When Wilson was interviewed by Paula Marincola and Marjorie Schwartzer, one interviewee stated she went to school in Maryland and was “explicitly” informed that the state “never had slaves” (238). If the Maryland Historical Society had not historically ignored marginalized groups, presenting only a white narrative, perhaps a future teacher would have encountered artifacts that would have countered this falsehood, which was then passed onto another generation. Another good example of why it is important, a historiographical imperative, to question curatorial authority.
StoryCorps may deserve some of the criticism that academic historians level at it—its sentimentality and pathos that sometimes lurches toward bathos—but it does give a voice to ordinary people’s history rather than the traditional elite version of history. Friends who involuntarily grimace at the mention of the word “history,” relate how their Friday mornings are ruined if they miss StoryCorps. I asked the same friends if they thought what they heard on StoryCorps was history. The answer I got was “maybe sometimes,” but “not really, it is more about individual people’s lives.” When I asked why this wasn’t history, why a person’s story wasn’t history, my friends struggled to reply. I believe their inarticulateness on the subject relates to what has been defined as history for generations, and how we have learned what history is. StoryCorps may be imperfect but it is an attempt to listen to ordinary people, and by doing so it validates their stories as part of the country’s history just as elites’ stories have traditionally been.

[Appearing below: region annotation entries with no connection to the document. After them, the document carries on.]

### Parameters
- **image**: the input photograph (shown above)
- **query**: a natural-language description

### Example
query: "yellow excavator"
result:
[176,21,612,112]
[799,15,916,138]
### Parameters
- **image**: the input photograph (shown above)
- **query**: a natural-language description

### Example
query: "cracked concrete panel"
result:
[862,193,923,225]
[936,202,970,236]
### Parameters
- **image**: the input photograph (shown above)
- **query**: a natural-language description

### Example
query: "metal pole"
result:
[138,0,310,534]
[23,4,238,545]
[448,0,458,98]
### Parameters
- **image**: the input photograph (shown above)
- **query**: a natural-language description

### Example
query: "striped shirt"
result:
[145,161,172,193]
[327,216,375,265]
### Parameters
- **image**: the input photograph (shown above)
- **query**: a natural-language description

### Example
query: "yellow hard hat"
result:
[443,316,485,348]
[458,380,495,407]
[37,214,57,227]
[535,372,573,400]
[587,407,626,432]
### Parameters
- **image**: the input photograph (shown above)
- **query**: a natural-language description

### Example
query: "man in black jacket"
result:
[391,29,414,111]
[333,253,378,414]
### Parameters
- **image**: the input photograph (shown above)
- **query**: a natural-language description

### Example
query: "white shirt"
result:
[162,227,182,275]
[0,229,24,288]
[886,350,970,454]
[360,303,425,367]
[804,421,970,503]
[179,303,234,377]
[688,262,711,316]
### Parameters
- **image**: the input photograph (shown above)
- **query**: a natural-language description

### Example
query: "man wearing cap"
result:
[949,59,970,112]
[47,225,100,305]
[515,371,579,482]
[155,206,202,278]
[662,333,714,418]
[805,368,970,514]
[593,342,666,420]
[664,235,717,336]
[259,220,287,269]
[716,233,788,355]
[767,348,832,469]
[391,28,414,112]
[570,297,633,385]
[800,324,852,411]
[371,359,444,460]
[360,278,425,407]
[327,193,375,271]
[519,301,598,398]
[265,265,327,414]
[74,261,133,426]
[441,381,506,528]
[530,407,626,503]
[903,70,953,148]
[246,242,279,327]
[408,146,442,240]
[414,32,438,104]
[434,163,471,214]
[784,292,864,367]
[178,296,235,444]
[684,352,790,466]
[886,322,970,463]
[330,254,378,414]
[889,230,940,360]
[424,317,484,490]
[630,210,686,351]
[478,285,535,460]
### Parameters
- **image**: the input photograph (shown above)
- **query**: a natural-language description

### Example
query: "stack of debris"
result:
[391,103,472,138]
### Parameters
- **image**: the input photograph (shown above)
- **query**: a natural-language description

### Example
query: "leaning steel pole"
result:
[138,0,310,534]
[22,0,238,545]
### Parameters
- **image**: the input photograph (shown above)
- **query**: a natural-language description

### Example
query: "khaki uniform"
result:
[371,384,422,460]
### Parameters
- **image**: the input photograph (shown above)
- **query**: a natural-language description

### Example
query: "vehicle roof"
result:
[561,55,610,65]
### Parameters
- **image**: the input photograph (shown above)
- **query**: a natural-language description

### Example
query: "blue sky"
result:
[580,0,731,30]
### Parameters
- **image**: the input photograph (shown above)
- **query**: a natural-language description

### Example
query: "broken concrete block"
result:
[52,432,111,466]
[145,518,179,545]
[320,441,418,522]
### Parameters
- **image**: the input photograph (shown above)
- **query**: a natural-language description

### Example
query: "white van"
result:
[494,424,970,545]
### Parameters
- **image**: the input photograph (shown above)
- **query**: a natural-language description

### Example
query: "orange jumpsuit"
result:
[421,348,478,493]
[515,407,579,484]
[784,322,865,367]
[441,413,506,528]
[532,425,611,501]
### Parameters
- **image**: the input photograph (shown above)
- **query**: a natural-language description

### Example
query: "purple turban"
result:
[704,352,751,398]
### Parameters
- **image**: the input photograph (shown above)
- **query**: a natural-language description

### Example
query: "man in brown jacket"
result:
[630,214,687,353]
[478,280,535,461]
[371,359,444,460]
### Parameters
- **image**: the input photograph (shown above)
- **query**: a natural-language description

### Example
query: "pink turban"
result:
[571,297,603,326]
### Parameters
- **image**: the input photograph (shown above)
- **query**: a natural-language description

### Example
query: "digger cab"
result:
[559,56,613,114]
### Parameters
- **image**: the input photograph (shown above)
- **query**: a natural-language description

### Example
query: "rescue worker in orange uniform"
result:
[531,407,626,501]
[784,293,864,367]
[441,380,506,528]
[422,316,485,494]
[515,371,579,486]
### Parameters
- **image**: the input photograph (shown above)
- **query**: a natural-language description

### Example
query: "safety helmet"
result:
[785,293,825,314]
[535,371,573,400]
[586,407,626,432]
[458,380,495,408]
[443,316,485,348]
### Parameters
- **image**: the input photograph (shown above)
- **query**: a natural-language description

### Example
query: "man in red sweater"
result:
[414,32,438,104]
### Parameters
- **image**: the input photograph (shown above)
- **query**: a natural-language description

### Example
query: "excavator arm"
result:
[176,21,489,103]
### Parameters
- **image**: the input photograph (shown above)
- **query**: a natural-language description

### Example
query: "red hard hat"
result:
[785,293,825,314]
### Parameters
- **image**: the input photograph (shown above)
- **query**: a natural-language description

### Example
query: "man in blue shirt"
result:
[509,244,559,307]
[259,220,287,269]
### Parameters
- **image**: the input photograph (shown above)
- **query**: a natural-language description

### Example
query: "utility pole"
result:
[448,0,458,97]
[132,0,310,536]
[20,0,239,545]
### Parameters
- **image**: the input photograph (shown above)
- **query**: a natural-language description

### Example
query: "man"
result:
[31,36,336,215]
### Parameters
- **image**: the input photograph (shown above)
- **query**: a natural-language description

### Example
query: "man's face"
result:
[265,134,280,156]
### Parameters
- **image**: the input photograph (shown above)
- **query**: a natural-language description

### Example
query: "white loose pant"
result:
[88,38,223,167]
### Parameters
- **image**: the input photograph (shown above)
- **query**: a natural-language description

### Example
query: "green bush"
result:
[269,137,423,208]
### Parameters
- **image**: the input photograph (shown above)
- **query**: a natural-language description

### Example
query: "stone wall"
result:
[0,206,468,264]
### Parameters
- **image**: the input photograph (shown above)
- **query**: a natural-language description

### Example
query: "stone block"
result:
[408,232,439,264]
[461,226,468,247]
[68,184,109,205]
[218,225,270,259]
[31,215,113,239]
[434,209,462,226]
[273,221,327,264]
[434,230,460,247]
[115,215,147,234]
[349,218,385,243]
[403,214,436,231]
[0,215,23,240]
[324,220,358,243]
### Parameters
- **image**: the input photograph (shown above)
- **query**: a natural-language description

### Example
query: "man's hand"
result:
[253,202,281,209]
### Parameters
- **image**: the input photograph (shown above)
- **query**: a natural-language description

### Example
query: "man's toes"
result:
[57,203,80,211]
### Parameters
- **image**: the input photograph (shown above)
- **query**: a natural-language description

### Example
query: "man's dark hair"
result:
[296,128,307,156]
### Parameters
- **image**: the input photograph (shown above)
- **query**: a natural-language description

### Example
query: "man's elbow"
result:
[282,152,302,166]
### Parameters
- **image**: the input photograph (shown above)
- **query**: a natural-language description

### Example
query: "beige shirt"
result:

Again, some academic historians probably shudder at the “power” of the “evocative” over the “merely informative” that Mary Teeling discovers in “Visiting Dennis Severs’ House” (321). She too, as a public historian worries about blurred timeframes and fake pieces, but she feels the overall effect outweighs the drawbacks. Based on her experience I would agree. A site like Severs’ House can do more to help us understand the influence of daylight and nighttime on the rhythm of life before electrification, than an academic work might.